Épopée au cœur de l’existence humaine
Au théâtre le continuum espace-temps ne répond à aucune règle tangible. Réinventé en fonction de la performance qu’il dessert, l’interstice temporel s’affranchit de toute contrainte. Passé, présent et futur s’amalgament pour laisser place au jeu d’acteur ainsi qu’à la mise en scène, qui s’inscrivent dans une temporalité définie de l’ordre du maintenant.
Le rideau se lève sur un très vieil homme, au pas lent, à la démarche fébrile. Il n’en a plus pour très longtemps. Son corps est à l’agonie, ses pensées s’égarent pêle-mêle. Pourtant il lui reste ses souvenirs. Alors il se souvient… et nous avec lui.
Sous le masque du vieillard malade se cache un jeune homme rempli de fougue et d’audace, révolté contre un monde en décadence, insurgé contre la société capitaliste. En quête de sens, d’Eldorado ou peut-être simplement d’espoir, il s’en va à la recherche de l’Ile Bleue, terre promise, royaume de tous les possibles. En chemin, il fait diverses rencontres, aussi absurdes qu’improbables, qui ne feront que confirmer les travers d’une planète à la dérive. Famine, crise économique, catastrophe écologique, folie des hommes et de leur soif de pouvoir, il ne fait pas bon vivre au 21ème siècle. La suite, quant à elle, ne présage rien de bon.
Amertumes est une épopée au cœur de l’existence humaine. Tout s’y mélange ; les gens, les générations, les idées, les envies. Les mots et les intonations aussi. Le piano donne le tempo de cette pièce au rythme saccadé. Douce et mélodique, un brin trop légère lors des scènes avec le vieillard, la musique s’envole, s’agite, s’aggrave en présence du jeune homme. Vincent Maturin est le jeune homme, il est aussi le vieillard de 99 ans. Le passage de l’un à l’autre tout au long de la pièce est d’un naturel déconcertant. Les notes du synthé de Philippe Gelda aident à récupérer le fil lorsque les transitions sont trop rapide ou le texte un poil trop dense. Si le spectateur se perd en chemin, cela n’a rien d’anormal. Il s’agit d’un voyage personnel qui implique le vécu et le ressenti de chacun. Certains se retrouveront dans la détresse du jeune homme, d’autres dans ces colères ou ses aspirations. Durant tout le périple, comme pour rappeler la fatalité inéluctable de toute vie humaine, le vieil homme revient et assure la liaison entre les différentes parties.
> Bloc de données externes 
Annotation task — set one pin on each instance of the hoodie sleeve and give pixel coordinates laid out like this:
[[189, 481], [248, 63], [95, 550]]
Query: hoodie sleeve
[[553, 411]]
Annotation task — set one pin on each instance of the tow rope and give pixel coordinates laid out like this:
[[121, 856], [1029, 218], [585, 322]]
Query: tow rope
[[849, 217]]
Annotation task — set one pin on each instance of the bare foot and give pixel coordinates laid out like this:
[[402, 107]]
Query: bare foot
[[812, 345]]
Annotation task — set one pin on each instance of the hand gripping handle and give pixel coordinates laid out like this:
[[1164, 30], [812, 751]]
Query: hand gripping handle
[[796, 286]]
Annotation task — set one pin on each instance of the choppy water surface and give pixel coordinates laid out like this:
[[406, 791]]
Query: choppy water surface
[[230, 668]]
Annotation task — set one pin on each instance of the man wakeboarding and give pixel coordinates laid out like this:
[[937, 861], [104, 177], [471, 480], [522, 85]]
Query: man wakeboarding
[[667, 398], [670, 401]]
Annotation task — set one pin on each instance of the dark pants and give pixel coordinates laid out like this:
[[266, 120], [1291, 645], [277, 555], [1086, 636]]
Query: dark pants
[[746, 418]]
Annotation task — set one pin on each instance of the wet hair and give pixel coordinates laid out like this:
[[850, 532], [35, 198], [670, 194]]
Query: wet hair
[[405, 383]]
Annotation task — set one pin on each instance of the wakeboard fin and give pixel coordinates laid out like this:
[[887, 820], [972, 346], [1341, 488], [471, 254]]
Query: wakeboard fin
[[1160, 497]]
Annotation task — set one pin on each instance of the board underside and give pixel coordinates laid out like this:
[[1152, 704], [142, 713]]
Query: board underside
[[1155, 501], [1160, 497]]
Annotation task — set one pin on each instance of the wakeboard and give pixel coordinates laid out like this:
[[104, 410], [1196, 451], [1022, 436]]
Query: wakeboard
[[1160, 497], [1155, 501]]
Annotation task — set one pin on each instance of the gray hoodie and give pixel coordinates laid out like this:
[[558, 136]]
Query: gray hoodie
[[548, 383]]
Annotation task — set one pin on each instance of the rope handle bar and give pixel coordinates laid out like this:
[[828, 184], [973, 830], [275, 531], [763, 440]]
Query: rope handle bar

Ainsi, la pièce de Jean-Yves Michaux, que l’on connaissait comme comédien dans le Monologue d’Adramélech de Valère Novarina, nous est servie sous forme de cocktail explosif, teintée d’un arrière goût amer en fin de bouche. Le comique burlesque allège le texte cru, acide, parfois trop lourd à digérer. Les mots sont aiguisés, l’indignation est de mise. Indignation contre une civilisation obsolète qui préfère ne rien voir, ne rien entendre. Indignation contre une existence fugace qui se solde par trop de rêves avortés. Indignation contre une terre qui boit la tasse et se laisse couler avec les poissons plutôt que de sortir la tête hors de l’eau pour continuer à lutter. Amertumes en soi, c’est une mise en garde à l’attention de tout à chacun : depuis les vieillards pour qui le monde va mal jusqu’à la jeunesse qui a mal au monde.